THE SHAME OF IT ALL

By Stan Sheppard

I lived in the northwest corner of the State of Wyoming as a teenager in the late 1950s. Those years were wonderful.

This was high desert country surrounded by mountains. One nearby mountain was known as Heart Mountain.

I was free to explore; free to own a rifle and hunt big game animals; free to own a shotgun and hunt wild geese, ducks, and upland game birds; free to hike up crystal clear streams and rivers pursuing mountain trout; free to ask young ladies to high school dances; free to participate in high school sports. All these wonderful things were taken for granted.

In the years 1942 through 1945, we had a Japanese internment camp located five miles west of our town in an area known as Heart Mountain.

My wife, Marilyn, was a little girl, 4 years old, when the camp started. Marilyn lived on her parents’ farm that was only a couple miles from the camp. She later recalled she would lie on her bed at night and watch the lights from the camp. She asked once at Christmas, “Does Santa visit the people at the camp?”
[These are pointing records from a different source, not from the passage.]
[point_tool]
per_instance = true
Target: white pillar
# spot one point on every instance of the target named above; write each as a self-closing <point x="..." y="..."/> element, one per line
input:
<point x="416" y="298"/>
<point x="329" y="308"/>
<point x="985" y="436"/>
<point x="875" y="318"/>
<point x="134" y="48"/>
Les, my brother-in-law, was a few years older. He recalls that as a boy during those years his grade school basketball team would go out to the camp and play basketball with the Japanese children or Nisei. Les stated the people out there were always polite and friendly.

The Japanese people were rounded up from the west coast of the United States from Alaska to southern California. People at Heart Mountain came mostly from San Jose and San Francisco, California. These people were rounded up by the U.S. Military and sent to Bainbridge Island in Washington for processing. They were given just six days to get their affairs in order, including selling property and businesses and anything else they possessed. Needless to say, they lost almost everything. They were allowed to take the clothes on their backs and two suitcases per family. They would layer their clothing so as to take all they could possibly wear.

Many families were separated for up to six weeks. Each family was assigned a family number and was identified by the family number for the remainder of their internment. They were transported by bus and train to Heart Mountain, Wyoming.

These people were not free, but they were a very industrious people. They worked all day at farming, raising chickens, gathering eggs, fattening pigs, milking cows, and feeding beef steers. When they were not working, they were locked in their housing units. They were fenced in with high barbed wire and watched by armed guards in towers.

The weather was very hot and dry in summer and very cold in winter with temps getting as low as minus 20 degrees.

In my high school years I met the Takeuchi family,who stayed in Wyoming after being freed when the camp closed. Their son and I were on the same high school track team. The mother told me a little bit about camp life. She said the conditions were just okay--very cold in the winter. "We did have modern clothes, washing machines, and clothes dryers,” she said. “The main thing was we were not free,” she said.